What BBC says Anthropic launched
- Claude Fable 5 is described as a public edition of Mythos with safeguards and user limitations in place.
- Anthropic said on Tuesday that "releasing a model this capable comes with risks" and that "Fable's capabilities exceed those of any model we've ever made generally available."
- The company also said roughly 150 groups that previewed Mythos will now access Claude Mythos 5, which carries fewer limitations on cybersecurity and biology depending on an organization's approved uses.
- Preview users have reported finding more than 10,000 critical security flaws in their systems, according to Anthropic statements cited by BBC.
- Access to Mythos 5 remains limited to a "small group of cyberdefenders and infrastructure providers", with Anthropic saying it intends to expand access through a broader trusted access program.
- BBC notes Fable and Mythos are essentially the same underlying model with different safeguards and access tiers, and can work unattended on human commands for longer periods than prior Claude models.
Policy, government, and market context in the piece
- Canadian Finance Minister François-Philippe Champagne told the BBC in April that attention on Mythos was warranted in part because "it's the unknown, unknown."

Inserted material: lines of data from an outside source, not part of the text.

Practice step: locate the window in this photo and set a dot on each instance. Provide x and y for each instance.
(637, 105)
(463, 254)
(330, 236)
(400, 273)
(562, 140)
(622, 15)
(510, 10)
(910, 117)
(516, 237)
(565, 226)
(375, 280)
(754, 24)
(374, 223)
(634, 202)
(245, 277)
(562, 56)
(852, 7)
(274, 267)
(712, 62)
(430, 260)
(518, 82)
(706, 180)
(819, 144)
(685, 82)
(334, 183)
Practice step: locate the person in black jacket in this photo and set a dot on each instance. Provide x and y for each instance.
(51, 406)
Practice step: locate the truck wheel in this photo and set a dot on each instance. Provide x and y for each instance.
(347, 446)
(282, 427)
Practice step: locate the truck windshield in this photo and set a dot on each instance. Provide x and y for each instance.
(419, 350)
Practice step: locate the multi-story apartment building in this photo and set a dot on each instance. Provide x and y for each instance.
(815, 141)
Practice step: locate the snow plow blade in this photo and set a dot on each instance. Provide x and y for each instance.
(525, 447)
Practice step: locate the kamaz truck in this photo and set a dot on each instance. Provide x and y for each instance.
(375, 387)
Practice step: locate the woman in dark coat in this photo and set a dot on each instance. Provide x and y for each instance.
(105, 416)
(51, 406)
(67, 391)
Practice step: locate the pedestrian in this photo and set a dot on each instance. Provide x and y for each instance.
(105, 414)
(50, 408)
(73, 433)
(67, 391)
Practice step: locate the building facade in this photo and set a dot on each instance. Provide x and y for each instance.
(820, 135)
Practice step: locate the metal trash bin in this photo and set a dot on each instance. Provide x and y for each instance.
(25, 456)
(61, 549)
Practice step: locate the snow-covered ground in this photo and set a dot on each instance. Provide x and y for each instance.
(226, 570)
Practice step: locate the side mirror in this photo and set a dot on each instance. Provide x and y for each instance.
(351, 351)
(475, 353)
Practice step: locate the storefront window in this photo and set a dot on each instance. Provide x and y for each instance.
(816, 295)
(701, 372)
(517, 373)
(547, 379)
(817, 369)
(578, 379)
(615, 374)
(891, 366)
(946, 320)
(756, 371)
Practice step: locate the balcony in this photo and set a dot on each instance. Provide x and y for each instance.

- U.S. government agencies have been testing Mythos despite Anthropic's ongoing lawsuit against the U.S. Department of Defense over government use of its AI tools, BBC reported.
- Anthropic is expected to become a public company soon, with private valuation nearing $1tn (£747bn), the article said.
- Co-founder Jack Clark told BBC Newsnight last week that AI capability is expanding so rapidly the industry needs a public brake: "Right now, it's like the AI industry has a gas pedal, but it doesn't have a brake pedal."
- BBC also records skepticism from some observers about how much of the capability hype is marketing spin, while others worry the tool could pose financial security risks.
Primary source: BBC — Version of AI tool 'too powerful for public' released to public (June 10, 2026).